Livro revela atrocidades e curiosas aventuras de corsários e piratas no litoral brasileiro nos séculos 16 a 18. Saque e violência eram instrumentos do expansionismo mercantil

por 14/03/2015 00:13
National Maritime Museum/reprodução
National Maritime Museum/reprodução (foto: National Maritime Museum/reprodução)
Walter Sebastião

Piratas no Brasil – As incríveis histórias dos ladrões dos mares que pilharam nosso litoral (Globo Livros), de Jean Marcel Carvalho França e Sheila Hue, faz jus a seu título. De um lado estão histórias, realmente incríveis, de saques às vilas litorâneas do Brasil nos séculos 16, 17 e 18. De outro, surgem personagens com jeito de heróis – tratados assim até hoje, especialmente na internet –, mas que acumulam feitos nada exemplares em suas biografias. Da soma dos dois aspectos resulta uma obra que apresenta, com riqueza de detalhes, toda a turbulência dos primórdios da ocupação do território brasileiro, até então um lugar remoto do planeta. Movidos por diversos interesses, digladiavam-se no mar e em terra populações indígenas, portugueses, espanhóis, africanos, franceses e holandeses.

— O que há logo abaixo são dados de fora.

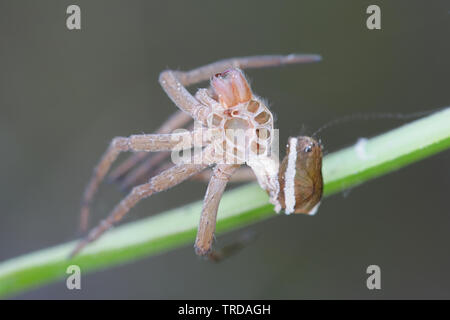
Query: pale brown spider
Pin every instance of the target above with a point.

A narrativa põe em cena quatro personagens. Thomas Cavendish (1560-1592) foi um nobre que se tornou temido pirata em toda a América. Sir James Lancaster (1554-1618) pilhou a cidade de Olinda. De Jean-François du Clerc pouco se sabe, exceto que morreu assassinado em 1710, numa prisão brasileira. Ele tentou, mas não conseguiu, atacar o Rio de Janeiro, por onde escoava o ouro a caminho de Lisboa. Já René Duguay-Trouin (1673-1736) participou da empreitada de Le Clerc, incendiou engenhos e fazendas, conseguiu obrigar a cidade a pagar resgate com dinheiro, caixas de açúcar e gado para não ser destruíd

Todos eles eram homens íntimos de cortes reais e elites econômicas que financiaram ou apoiaram essas empreitadas. Investidas comerciais nas Índias Orientais passaram a incorporar saques no Ocidente, à medida que começaram a circular notícias de que naquele Novo Mundo havia riquezas como pau-brasil, açúcar, especiarias e, especialmente, ouro, prata, cobre e pedras preciosas. O saque era prática comum de países em conflito em tempos de expansionismo mercantil. Aristocratas, membros da elite, clero, militares e aventureiros com ambições de fazer fortuna e sonhos de glória cruzaram oceanos para dilapidar armazéns de mercadorias, fazendas, conventos, residências, templos e engenhos em várias regiões do país – São Paulo, Rio de Janeiro, Bahia, Espírito Santo, Pernambuco e Paraíba.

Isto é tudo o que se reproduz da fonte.